Question d'origine :
Bonjour,
Je suis un grand fan de la ville d'Amsterdam et je souhaite savoir pourquoi la tulipe occupe une place aussi importante dans la culture hollandaise?
Cela est lié à des événements historiques aux Pays-Bas?
Merci,
Quentin
Réponse du Guichet
Introduite au Pays-Bas au XVIe siècle, la tulipe, d'abord coûteuse et réservée aux bourgeois, devient abordable aux personnes plus modestes. Se crée alors un tel engouement qu'une explosion spéculative a lieu, nommée tulipomanie. Il s'agit peut-être de la première bulle spéculative de l'Histoire.
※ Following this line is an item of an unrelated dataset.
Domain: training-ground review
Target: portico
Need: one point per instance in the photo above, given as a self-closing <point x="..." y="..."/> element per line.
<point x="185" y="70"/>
Aujourd'hui encore la tulipe et la Hollande sont indissociables.
Bonjour,
D'après le Dictionnaire des Pays-Bas au Siècle d'or [Livre] : de l'Union d'Utrecht à la paix d'Utrecht, 1579-1713 : dictionnaire / sous la direction de Catherine Secretan et Willem Frijhoff, la tulipe, "fleur exotique, originaire d'Asie Mineure et domestiquée par les Ottomans depuis des siècles", a été introduite en Europe par l'envoyé de L'empereur du Saint-Empire germanique, Ogier de Busbecq (1522-1592) ou bien avant, en Europe du Sud où le commerce avec l'Asie Mineure existait depuis longtemps :
La fleur attira l'attention de savants botanistes tels que Conrad Gessner (1516-1565) et Carolus Clusius, qui firent connaître les tulipes par leurs écrits. Charles de l'Ecluse ou Clusius (1526-1609), nommé en 1594 professeur de botanique à l'université de Leyde nouvellement fondée, a cultivé des tulipes à la cour impériale de Vienne dans les années 1570, ainsi que dans l'hortus botanicus de l'université dans les années 1590.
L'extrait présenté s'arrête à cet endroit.